Because al-Bassa’s story is also my family’s story, and when two stories about the same place and the same period don’t connect, both sides lose.
The purpose of the tour was to present to Hebrew-speaking Israelis what they’ll never have the opportunity to learn in official institutions of the Ministry of Education or the state of Israel. The purpose was to have us meet those born here, the residents who were uprooted, dispossessed, some of whom where murdered in the massacre that occurred in the church and whose traces are unrecorded in any history book. Only the villagers remember their own history. But when we accompanied them, among the sites of their shattered, destroyed childhood, I felt that we weren’t really the target. They were there, at al-Bassa, for themselves. They were still the children of the large, thriving village of the 1940’s, and they didn’t care at all whether any of us understood, whether or not we confirmed their account. It was their childhood, their lives, their roots, which no one could take from them nor from their children and grandchildren who came on our tour with their parents.

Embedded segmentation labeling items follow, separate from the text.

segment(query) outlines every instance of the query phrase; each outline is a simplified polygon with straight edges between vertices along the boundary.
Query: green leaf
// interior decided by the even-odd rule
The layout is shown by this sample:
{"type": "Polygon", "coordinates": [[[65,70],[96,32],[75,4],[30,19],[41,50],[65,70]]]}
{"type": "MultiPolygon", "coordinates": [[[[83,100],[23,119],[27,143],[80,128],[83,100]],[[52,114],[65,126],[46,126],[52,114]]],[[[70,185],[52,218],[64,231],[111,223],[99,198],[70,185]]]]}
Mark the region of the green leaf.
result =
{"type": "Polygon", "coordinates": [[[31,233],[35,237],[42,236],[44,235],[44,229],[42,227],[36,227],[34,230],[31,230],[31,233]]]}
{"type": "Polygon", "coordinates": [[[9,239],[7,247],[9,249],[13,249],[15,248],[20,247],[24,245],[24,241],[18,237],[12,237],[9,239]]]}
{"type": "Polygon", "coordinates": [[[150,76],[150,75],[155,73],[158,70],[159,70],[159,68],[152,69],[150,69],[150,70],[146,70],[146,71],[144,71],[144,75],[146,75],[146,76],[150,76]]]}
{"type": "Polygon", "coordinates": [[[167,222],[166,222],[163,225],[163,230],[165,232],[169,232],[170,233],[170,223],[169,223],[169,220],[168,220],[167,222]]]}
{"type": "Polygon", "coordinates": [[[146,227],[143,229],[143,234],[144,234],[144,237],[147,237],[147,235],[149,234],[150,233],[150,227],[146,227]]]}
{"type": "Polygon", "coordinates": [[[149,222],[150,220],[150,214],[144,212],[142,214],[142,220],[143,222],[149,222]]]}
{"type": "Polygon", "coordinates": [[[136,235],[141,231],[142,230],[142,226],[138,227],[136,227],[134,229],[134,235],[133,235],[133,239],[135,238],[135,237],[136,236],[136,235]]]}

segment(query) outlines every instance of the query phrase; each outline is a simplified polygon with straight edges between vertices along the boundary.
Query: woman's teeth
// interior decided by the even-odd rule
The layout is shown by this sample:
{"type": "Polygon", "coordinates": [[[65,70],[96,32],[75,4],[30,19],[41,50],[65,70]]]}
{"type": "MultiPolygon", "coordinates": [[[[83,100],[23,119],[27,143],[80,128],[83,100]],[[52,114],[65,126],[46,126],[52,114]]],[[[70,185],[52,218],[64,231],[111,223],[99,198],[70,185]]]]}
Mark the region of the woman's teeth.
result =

When Khalil ’Asi pointed to dry vegetation among a few remains of a building and said, “This was my house, on this land, opposite the church,” I was reminded of Mina a few months ago holding Shlomo Waldman’s book open to the page with the photograph of the street in Iasi, a blurry black-and-white photo taken in the 1940’s, showing a lovely paved road crowded with people, shops, horse carts, saying to me in a tone I’ll never forget, “That’s Stikhi Street. My home was 9 Stikhi Street. My grandmother lived at Stikhi 5. But the street no longer exists. They demolished it and built a highway.”